By Liam Lacey
There’s something of a “nice Borat” quality to the sweet-but-slight documentary Free Trip to Egypt. The movie follows the gentle-spoken and idealistic Tarek Mounib, a Swiss-based Canadian software entrepreneur, on his mission to help Americans like Muslims better.
To promote his cause, Mounib bankrolls seven Americans to Egypt on a friendship tour of his parents’ homeland. Director Ingrid Serban documents the experiment, which Mounib produced.
There’s a prankish element to the early preparatory scenes where Mounib, wearing a MAGA hat, goes to a Trump rally in Louisville, Kentucky along with his film crew, to interview working-class Trumpers, who express fearful and hostile attitudes toward Muslims, citing the usual demented Fox News and internet-fueled conspiracy theories.
At the rally, though, Mounib meets his first recruit, a muscular former marine named Brian Kopilec, who says he was attending the rally out of curiosity. Later, they’re joined by two of Brian’s friends – Christian singer and actress, Jenna Day, and born-again evangelist, Jason Reynolds, the latter of whom sees a chance “to spread Jesus’s love into the Middle East.”
The next recruitment attempt is a goofy Michael Moore-style bit, where Mounib sends a man in traditional Egyptian robe and headscarf into Manhattan’s Union Square holding a cardboard sign saying, “Free Trip to Egypt,” which, predictably, draws zero interest. It takes a radio interview on a SiriusXM Radio to get national attention and some serious applicants.
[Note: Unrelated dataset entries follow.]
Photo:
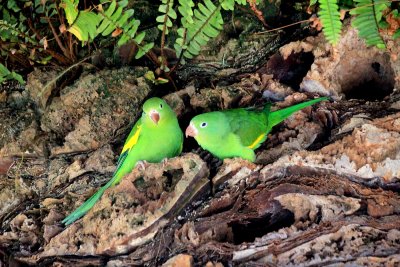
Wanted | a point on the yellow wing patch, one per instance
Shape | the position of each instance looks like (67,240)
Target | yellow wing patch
(256,141)
(133,140)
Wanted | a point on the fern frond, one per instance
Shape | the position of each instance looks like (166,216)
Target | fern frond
(114,20)
(5,74)
(330,18)
(207,23)
(168,14)
(82,24)
(368,15)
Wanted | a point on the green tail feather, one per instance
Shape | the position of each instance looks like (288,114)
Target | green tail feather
(278,116)
(85,207)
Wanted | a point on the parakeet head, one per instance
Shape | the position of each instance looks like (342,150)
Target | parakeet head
(208,127)
(156,112)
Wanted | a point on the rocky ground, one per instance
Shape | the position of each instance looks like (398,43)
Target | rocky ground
(323,191)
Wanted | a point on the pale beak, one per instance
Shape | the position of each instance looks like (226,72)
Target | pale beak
(191,131)
(155,116)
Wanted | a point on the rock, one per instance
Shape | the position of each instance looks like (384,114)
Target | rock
(309,207)
(180,260)
(131,213)
(89,113)
(372,150)
(350,69)
(41,83)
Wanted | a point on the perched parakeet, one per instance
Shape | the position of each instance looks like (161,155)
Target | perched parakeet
(237,132)
(155,136)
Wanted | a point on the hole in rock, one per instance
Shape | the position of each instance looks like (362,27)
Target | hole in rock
(171,179)
(366,80)
(290,71)
(250,230)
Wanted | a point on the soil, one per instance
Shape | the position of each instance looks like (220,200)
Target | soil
(324,189)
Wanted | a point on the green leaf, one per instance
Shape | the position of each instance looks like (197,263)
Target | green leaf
(368,15)
(143,50)
(71,10)
(330,19)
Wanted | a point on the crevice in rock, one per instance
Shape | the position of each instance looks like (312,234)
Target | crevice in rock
(248,231)
(372,81)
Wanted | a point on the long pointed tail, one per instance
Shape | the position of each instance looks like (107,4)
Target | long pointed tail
(278,116)
(85,207)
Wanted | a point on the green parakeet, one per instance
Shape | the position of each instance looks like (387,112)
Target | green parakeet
(237,132)
(155,136)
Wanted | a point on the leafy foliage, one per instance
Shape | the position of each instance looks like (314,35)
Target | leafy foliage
(200,25)
(5,74)
(368,15)
(330,18)
(113,20)
(168,14)
(369,18)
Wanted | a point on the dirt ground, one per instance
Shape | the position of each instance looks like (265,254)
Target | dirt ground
(324,189)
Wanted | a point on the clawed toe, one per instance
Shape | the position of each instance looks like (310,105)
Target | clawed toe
(142,164)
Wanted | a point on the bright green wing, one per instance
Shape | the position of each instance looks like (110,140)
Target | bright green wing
(249,125)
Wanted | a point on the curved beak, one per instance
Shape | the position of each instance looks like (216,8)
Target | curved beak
(155,116)
(191,131)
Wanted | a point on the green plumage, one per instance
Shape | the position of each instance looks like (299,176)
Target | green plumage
(154,137)
(237,132)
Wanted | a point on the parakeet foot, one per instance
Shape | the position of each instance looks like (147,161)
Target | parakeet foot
(164,162)
(142,164)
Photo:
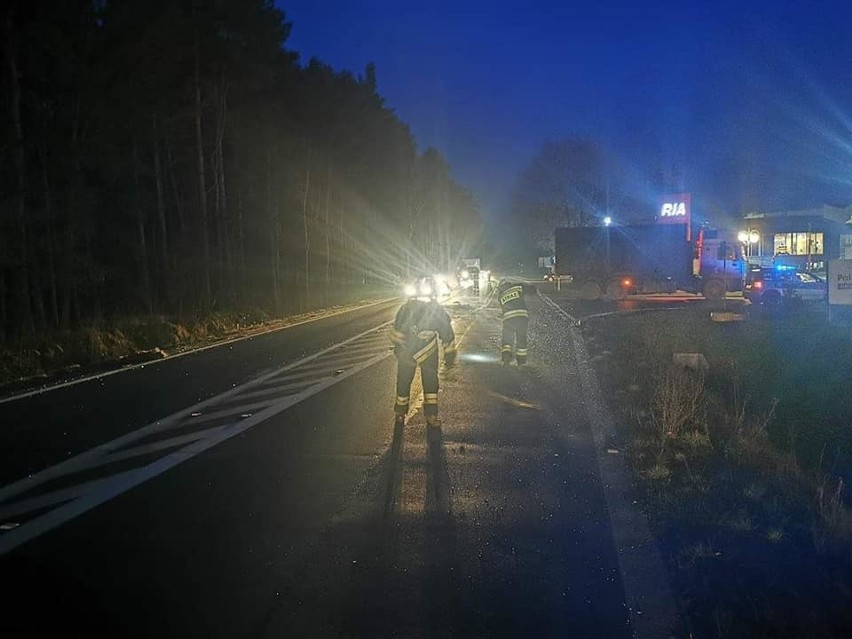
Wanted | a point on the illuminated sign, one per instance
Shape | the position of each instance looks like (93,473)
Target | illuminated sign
(674,209)
(840,282)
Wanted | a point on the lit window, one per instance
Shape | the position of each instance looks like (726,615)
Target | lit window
(798,244)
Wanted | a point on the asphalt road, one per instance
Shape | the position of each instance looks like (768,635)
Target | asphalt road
(262,490)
Mounib and his team choose a retired schoolteacher, Ellen Decker, a one-time liberal who says 9/11 changed her. (“I’m so racist now,” she says, “I can’t stand myself.”) Her husband, Terry, a former General Motors quality control manager, joins her on the trip.
The final two travellers are Marc Spalding from Louisville, an African-American policeman and father of two adult children, and Katie Appeldorn, a former marine corporal and single mother of two adolescent boys. Each of them is set up with an Egyptian host-companion for the duration of their trip, while the group convenes in the evening for group activities and a chance to compare notes.
Though there’s not much attention given to the handpicked Egyptian hosts, they are, broadly speaking, better educated and more media-savvy than their American guests. Ellen and Terry’s host is cinematographer Ahmed Hassan, who was in the Oscar-nominated film The Square. Ex-Marine Brian is paired with Salma Salem, a dancer, bar-owner and cinematographer.
Marc is placed with Mohamed Ragab, a journalist and YouTube personality; Katie with a photo journalist named Asmaa Gamal.
Potentially the most provocative pairing is that of Christians Jason and Jenna, with the orthodox Muslim Madkor family, although, in fact, the religious hosts and guests are birds of the same pious feather.
When they are collectively taken to a Cairo cultural centre to see a performance of music and dance traditionally associated with demonic exorcism, everyone gets offended. The Muslims leave the hall in protest. Jenna, after dancing up a storm, repents, offering a prayer of “supernatural protection in Jesus's name.”
Back in the United States, Mounib’s follow-ups with the Americans confirm his premise that exposure vanquishes bigotry (though his sample size is small). Perhaps a weekly reality television series “Free Trip To …” would test the idea in more useful ways – and it might be useful to hear what the hosts had to say.
For anyone who has endured a long bus journey with strangers, it will be no surprise that there was more conflict among the Americans than between them and the Egyptians. At one point, there’s an emergency meeting when seniors Ellen and Terry lose patience with the “clowning” of the younger travelers at the back of the bus. As Jenna notes: “In order to add peace to the world we don't have to go to Egypt.”
Free Trip to Egypt. Directed by Ingrid Serban. With Tarek Mounib, Ellen and Terry Decker, Katie Appeldorn, Marc Spalding, Jason Reynolds and Jenna Dey. Opens August 2 at Toronto’s Imagine Cinemas Carlton Cinema; August 4 at Vancouver’s Vancity Theatre; and across Canada in subsequent weeks.